Training and Continued Inservice Activities
of Foreign Language Educators using the Internet
Project Number 18 – 1994
Technology Coordinator
National K-12 Foreign Language Resource Center
300 Pearson Hall
Iowa State University
Ames, Iowa 50011
(515) 294-6699
Fax: (515) 294-2776
joshelle@iastate.eduDr. Marcia Rosenbusch
Director
National K-12 Foreign Language Resource Center
Abstract
The foreign language standards task force has identified foreign language goals that would assist in completing the shift from language as the content of instruction to language as access to the content of instruction, supporting the total educational experience. The structure of the language is deemphasized, and an authentic learning situation that is concerned with the student’s affective domain as well as the cognitive domain is emphasized. The teacher centered classroom is being replaced by the student centered classroom, encouraging student exploration of information.
Computer-mediated communication, when used effectively, can be a powerful teaching medium that has a positive affect on student motivation and student writing because it allows the student to communicate to a real audience.
In order to use telecommunications effectively with their students, teachers must be trained to use networks and to develop effective lessons or projects. There has been little such training available to foreign language teachers.

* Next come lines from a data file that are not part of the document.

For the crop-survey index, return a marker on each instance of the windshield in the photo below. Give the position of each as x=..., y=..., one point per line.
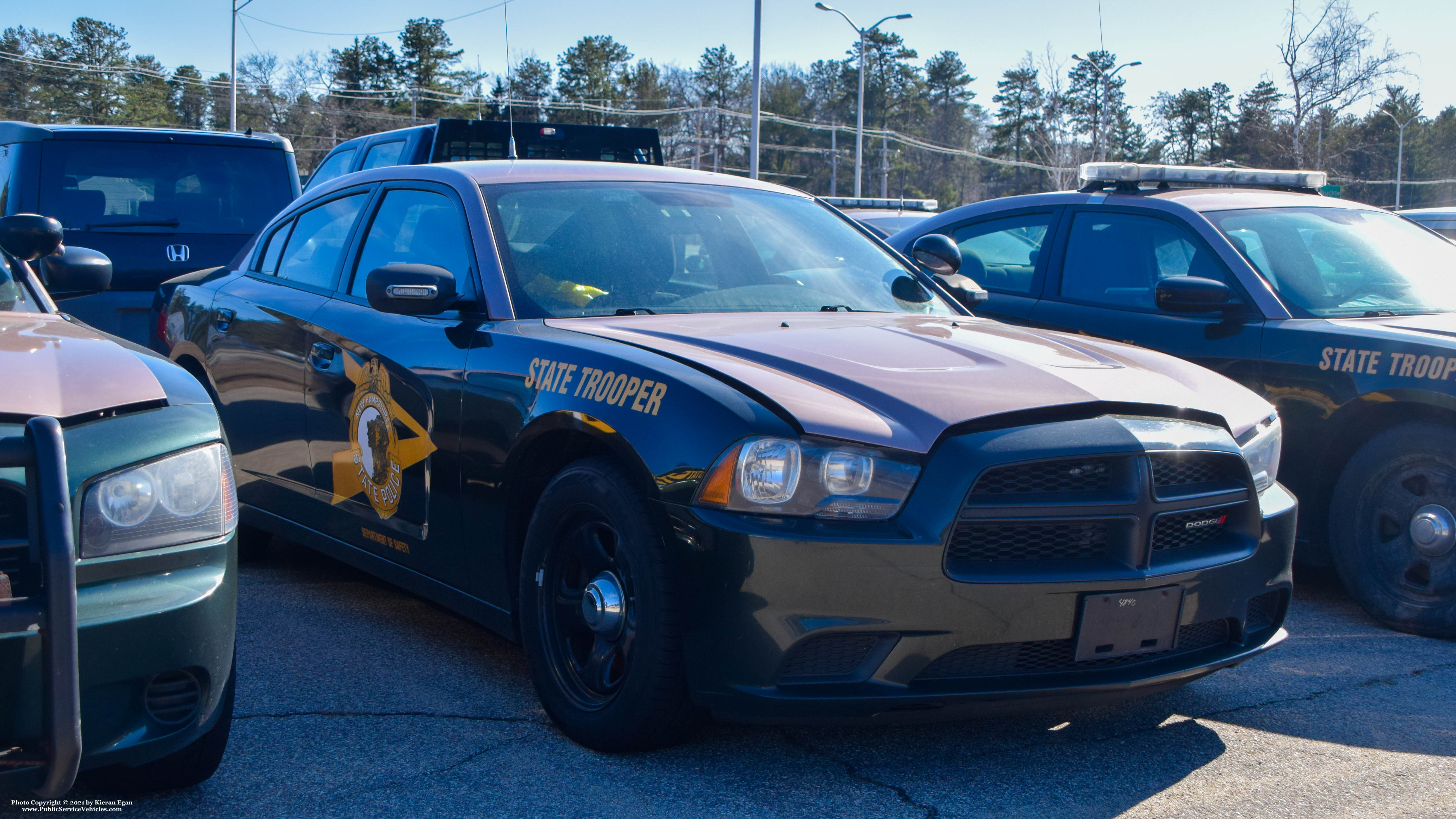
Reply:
x=15, y=296
x=162, y=187
x=1336, y=262
x=602, y=249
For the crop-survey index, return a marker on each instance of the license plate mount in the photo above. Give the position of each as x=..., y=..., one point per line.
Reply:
x=1117, y=625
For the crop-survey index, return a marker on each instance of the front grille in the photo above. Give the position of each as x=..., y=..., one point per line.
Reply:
x=832, y=655
x=174, y=697
x=1049, y=657
x=1184, y=469
x=1027, y=540
x=1189, y=529
x=1081, y=475
x=1263, y=612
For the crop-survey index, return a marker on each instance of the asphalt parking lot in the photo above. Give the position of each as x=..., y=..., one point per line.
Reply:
x=359, y=700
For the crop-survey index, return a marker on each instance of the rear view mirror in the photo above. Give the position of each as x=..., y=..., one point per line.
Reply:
x=30, y=236
x=410, y=290
x=937, y=254
x=76, y=271
x=1192, y=295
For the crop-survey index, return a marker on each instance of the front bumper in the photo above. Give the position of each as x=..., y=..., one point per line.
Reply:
x=756, y=600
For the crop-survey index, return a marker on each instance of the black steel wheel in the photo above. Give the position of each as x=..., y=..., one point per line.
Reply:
x=1393, y=529
x=597, y=617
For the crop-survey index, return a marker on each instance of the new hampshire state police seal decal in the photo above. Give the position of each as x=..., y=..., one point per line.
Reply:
x=376, y=457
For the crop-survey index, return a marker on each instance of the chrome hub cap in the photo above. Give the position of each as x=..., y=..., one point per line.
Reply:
x=602, y=604
x=1433, y=530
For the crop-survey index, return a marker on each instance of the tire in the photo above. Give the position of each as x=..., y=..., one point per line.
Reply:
x=1385, y=484
x=190, y=766
x=618, y=690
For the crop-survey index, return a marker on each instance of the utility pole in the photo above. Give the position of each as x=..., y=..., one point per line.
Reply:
x=1400, y=153
x=758, y=76
x=232, y=72
x=860, y=114
x=833, y=162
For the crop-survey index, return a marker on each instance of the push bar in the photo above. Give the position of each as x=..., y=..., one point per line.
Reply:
x=43, y=454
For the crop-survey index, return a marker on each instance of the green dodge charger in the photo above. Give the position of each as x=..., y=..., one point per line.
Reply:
x=118, y=569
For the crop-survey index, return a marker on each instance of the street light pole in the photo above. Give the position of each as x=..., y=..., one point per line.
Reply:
x=1400, y=153
x=758, y=76
x=1107, y=97
x=860, y=114
x=232, y=72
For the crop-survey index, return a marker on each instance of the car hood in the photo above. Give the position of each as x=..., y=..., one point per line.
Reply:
x=900, y=380
x=62, y=369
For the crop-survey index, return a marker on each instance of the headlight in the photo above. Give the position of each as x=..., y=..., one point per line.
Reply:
x=181, y=498
x=1261, y=453
x=777, y=476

This project involves the training of eighty-eight leading K-12 foreign language teachers from throughout the nation attending one of four National K-12 Foreign Language Resource Center institutes this summer to use the Internet and to develop effective lessons using Email. The project design is based on successful established design factors found in research. The email portion of the instutute is intended to support each institute’s primary curriculum. The following semester, educators will develop and execute a cooperative Internet project with other institute participants. They will also maintain contact with each other and Resource Center personnel via email.
Project Criteria
(1) This project has as its core the use of the Internet by foreign language educators. It is hoped that as the teachers become more and more familiar with using computer-mediated communication, a computer and modem, that they will expand their use of email to the use of newsgroups, data bases, and other services available to them on the Internet.

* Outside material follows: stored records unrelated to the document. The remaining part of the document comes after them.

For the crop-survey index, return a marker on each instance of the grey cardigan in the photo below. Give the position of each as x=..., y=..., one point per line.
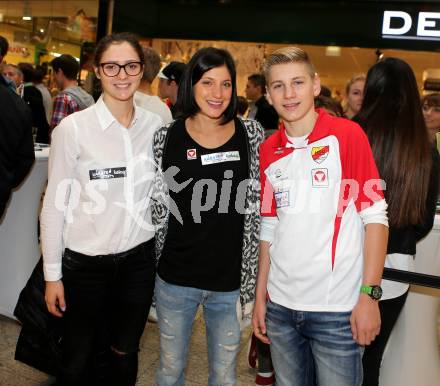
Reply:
x=162, y=207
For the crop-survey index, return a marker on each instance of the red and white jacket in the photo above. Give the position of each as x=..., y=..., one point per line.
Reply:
x=316, y=198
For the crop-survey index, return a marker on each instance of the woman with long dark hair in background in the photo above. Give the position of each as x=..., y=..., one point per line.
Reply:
x=392, y=118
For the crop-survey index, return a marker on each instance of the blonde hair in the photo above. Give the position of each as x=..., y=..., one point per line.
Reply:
x=353, y=80
x=288, y=55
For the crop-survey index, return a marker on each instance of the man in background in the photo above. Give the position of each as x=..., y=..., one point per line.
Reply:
x=47, y=98
x=169, y=79
x=144, y=96
x=14, y=78
x=4, y=47
x=72, y=98
x=16, y=145
x=259, y=108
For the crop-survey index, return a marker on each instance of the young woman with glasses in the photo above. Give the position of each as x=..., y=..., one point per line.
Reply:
x=97, y=237
x=206, y=208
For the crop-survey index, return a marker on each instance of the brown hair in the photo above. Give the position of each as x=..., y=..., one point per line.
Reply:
x=393, y=120
x=118, y=38
x=288, y=55
x=431, y=99
x=353, y=80
x=152, y=64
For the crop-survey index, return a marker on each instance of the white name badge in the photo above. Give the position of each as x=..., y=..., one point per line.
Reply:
x=216, y=158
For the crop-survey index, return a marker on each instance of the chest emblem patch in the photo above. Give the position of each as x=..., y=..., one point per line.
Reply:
x=191, y=154
x=320, y=153
x=320, y=178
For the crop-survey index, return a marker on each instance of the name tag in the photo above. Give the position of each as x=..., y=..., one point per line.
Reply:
x=107, y=173
x=282, y=199
x=215, y=158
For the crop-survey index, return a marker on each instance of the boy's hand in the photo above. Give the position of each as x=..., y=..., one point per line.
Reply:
x=365, y=320
x=54, y=297
x=259, y=321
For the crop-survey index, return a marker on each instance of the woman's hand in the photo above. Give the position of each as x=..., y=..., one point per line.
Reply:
x=259, y=321
x=54, y=297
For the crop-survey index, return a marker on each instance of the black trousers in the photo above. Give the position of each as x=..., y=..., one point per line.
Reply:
x=389, y=312
x=107, y=303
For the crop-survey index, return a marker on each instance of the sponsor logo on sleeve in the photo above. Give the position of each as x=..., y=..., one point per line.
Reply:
x=320, y=153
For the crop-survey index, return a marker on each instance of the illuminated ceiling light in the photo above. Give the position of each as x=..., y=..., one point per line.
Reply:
x=332, y=51
x=26, y=12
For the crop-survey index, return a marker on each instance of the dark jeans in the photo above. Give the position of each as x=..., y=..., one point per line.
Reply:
x=389, y=312
x=107, y=302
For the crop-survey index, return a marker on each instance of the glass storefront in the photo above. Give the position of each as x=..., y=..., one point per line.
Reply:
x=39, y=31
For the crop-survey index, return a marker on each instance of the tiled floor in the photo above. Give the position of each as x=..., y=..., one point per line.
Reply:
x=13, y=373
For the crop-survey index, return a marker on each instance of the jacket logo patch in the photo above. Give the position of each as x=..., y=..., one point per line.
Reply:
x=320, y=178
x=320, y=153
x=191, y=154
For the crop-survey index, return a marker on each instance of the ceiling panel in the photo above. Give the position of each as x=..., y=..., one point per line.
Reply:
x=48, y=8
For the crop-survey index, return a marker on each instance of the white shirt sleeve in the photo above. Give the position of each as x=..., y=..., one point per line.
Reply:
x=62, y=161
x=268, y=226
x=375, y=214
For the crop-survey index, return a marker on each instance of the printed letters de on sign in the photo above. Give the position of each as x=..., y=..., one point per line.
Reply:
x=398, y=24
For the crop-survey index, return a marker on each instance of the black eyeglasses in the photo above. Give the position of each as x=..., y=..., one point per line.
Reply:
x=113, y=69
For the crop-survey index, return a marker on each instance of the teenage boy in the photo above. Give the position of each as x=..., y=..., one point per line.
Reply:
x=323, y=237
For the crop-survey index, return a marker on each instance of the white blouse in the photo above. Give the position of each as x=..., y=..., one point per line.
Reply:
x=100, y=180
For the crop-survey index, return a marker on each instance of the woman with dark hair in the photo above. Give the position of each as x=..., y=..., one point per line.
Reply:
x=96, y=232
x=206, y=208
x=431, y=113
x=354, y=92
x=392, y=118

(3) The collaborations involved in this project include K-12 foreign language teachers from all over the country, plus eight K-6 university methods professors. In some cases, the projects developed by the participating teachers will involve international contacts. Some of the collaborations will be teacher/teacher, student/student, and teacher/student, depending on the design of the participant projects.
(4) To participate an authentic language situation students and teachers were encouraged to travel abroad, an expensive luxury inaccessible to the majority of students. Use of Email allows the students and teachers to develop international ties without the expense of travel. The Internet provides a door to the target culture, open for every student.

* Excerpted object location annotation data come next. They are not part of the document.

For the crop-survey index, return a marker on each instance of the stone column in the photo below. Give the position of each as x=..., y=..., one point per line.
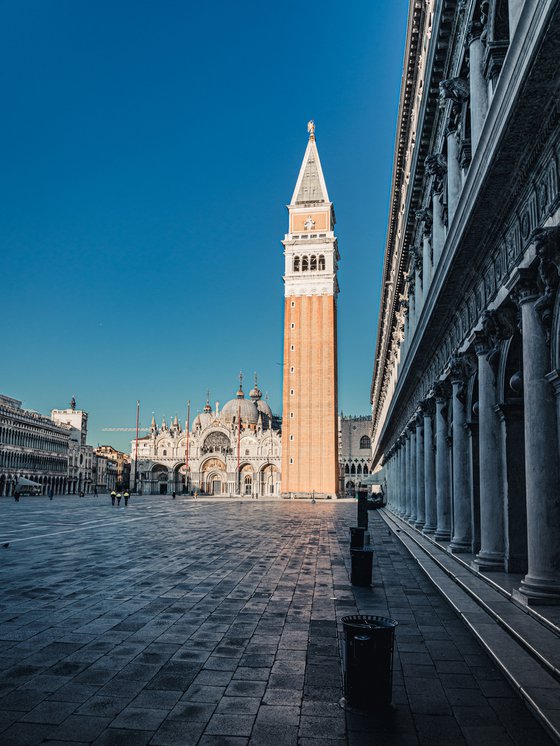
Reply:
x=424, y=215
x=542, y=582
x=438, y=230
x=443, y=497
x=461, y=539
x=454, y=181
x=491, y=554
x=412, y=472
x=514, y=11
x=430, y=523
x=420, y=505
x=477, y=83
x=411, y=308
x=406, y=515
x=401, y=504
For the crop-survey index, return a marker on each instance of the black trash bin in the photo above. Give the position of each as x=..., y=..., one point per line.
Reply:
x=361, y=560
x=368, y=661
x=357, y=537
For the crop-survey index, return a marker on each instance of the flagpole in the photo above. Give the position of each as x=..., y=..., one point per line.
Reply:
x=187, y=447
x=136, y=446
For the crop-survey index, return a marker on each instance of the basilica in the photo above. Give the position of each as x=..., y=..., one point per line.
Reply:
x=234, y=450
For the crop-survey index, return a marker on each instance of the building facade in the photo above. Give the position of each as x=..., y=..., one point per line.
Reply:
x=232, y=451
x=80, y=456
x=32, y=447
x=354, y=451
x=104, y=473
x=310, y=383
x=466, y=386
x=120, y=475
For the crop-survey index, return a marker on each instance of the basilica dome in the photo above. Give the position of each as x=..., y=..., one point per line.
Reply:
x=202, y=420
x=264, y=408
x=240, y=407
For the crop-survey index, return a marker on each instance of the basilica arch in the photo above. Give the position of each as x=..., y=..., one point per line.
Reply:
x=213, y=476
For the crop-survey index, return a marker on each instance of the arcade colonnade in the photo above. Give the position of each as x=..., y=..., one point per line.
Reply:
x=466, y=386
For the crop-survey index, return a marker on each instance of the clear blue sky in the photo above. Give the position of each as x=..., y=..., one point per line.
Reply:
x=149, y=151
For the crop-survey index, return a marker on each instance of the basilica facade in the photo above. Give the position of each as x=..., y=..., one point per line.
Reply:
x=466, y=385
x=232, y=450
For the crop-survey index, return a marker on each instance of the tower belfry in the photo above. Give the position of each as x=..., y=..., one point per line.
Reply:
x=310, y=381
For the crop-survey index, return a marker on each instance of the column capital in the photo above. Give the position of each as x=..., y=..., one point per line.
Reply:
x=424, y=215
x=435, y=165
x=442, y=391
x=554, y=378
x=474, y=31
x=523, y=285
x=428, y=406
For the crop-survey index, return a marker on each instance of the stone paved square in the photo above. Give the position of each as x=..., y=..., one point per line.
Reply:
x=218, y=622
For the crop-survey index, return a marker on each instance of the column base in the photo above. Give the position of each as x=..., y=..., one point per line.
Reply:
x=459, y=546
x=488, y=561
x=533, y=592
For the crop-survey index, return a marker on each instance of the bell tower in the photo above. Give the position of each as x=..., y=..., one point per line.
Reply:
x=310, y=381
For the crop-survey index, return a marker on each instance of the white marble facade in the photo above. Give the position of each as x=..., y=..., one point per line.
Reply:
x=235, y=450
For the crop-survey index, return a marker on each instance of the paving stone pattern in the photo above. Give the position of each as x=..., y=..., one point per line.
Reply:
x=215, y=622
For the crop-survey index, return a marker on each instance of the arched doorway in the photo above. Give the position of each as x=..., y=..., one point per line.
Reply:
x=214, y=478
x=269, y=478
x=160, y=477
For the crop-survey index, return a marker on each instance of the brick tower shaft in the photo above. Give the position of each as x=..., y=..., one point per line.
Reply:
x=310, y=382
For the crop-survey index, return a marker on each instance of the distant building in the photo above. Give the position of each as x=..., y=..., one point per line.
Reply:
x=80, y=455
x=229, y=452
x=122, y=462
x=104, y=473
x=354, y=450
x=33, y=447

(5) A goal of this project is to provide foreign language teachers with concrete guidelines for the effective use of Email in their classroom. One outcome should also be a variety of successful Email projects that will serve as examples for future projects. Foreign language educators need more examples of peers who have succeeded in using technology, and examples of plans to follow as they begin their own exploration.
A second goal of this project it to provide inservice to institute participants via Email after the institutes. Institute directors will communicate with participants regularly, as well as encourage them to communicate with each other outside of their cooperative projects.